Tannifer’s eyes widened. “I did, as a matter of fact. Is it of interest to you, Superintendent?” He was at ease, bland, sure of himself.

“Is that where the money ends up from the orphanage, in a French bank?” Pitt said icily.

Tannifer did not move. His expression did not change, but his voice was oddly different in timbre.

“Money from the orphanage? I don’t understand you.”

“The orphanage at Kew which is supported by the committee of the Jessop Club,” Pitt explained elaborately. “All of whose members were victims of the blackmailer.”

Tannifer stared back at him. “Were they? You never mentioned the names of the other victims.”

“Yes … Cornwallis, Stanley, White, Cadell, Balantyne and you,” Pitt answered him gravely, ice in his voice. “Balantyne especially. That’s why the corpse was left on his doorstep, to terrify him, possibly have him arrested for murder. Of course, that is why Wallace tried to kill Albert Cole to begin with, only Cole fought back and escaped.” His eyes did not move from Tannifer’s. “Then he thought of the excellent idea of using Slingsby, whom he knew, and who resembled Cole so much. He bought the socks himself, spinning a yarn so the clerk would remember him and identify him as Cole, and put the receipt on Slingsby’s body. And Balantyne’s snuffbox too, of course.”

“Ingenious …” Tannifer was watching Pitt closely He opened his mouth as if to lick his lips, then changed his mind.

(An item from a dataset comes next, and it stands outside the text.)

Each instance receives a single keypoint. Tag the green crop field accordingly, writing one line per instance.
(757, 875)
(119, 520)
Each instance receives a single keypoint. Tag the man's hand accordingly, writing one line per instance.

“Wasn’t it,” Pitt agreed, not even allowing his eyes to flicker. “If any of the committee had taken up Balantyne’s anxiety over the amount of money put into the orphanage, for what was actually very few children indeed, then the blackmail threat would have silenced them.”

Parthenope was staring at Pitt, her fair brows drawn into a frown, her mouth pinched.

“Why did it matter that there was too much money and very few children, Superintendent?” she asked.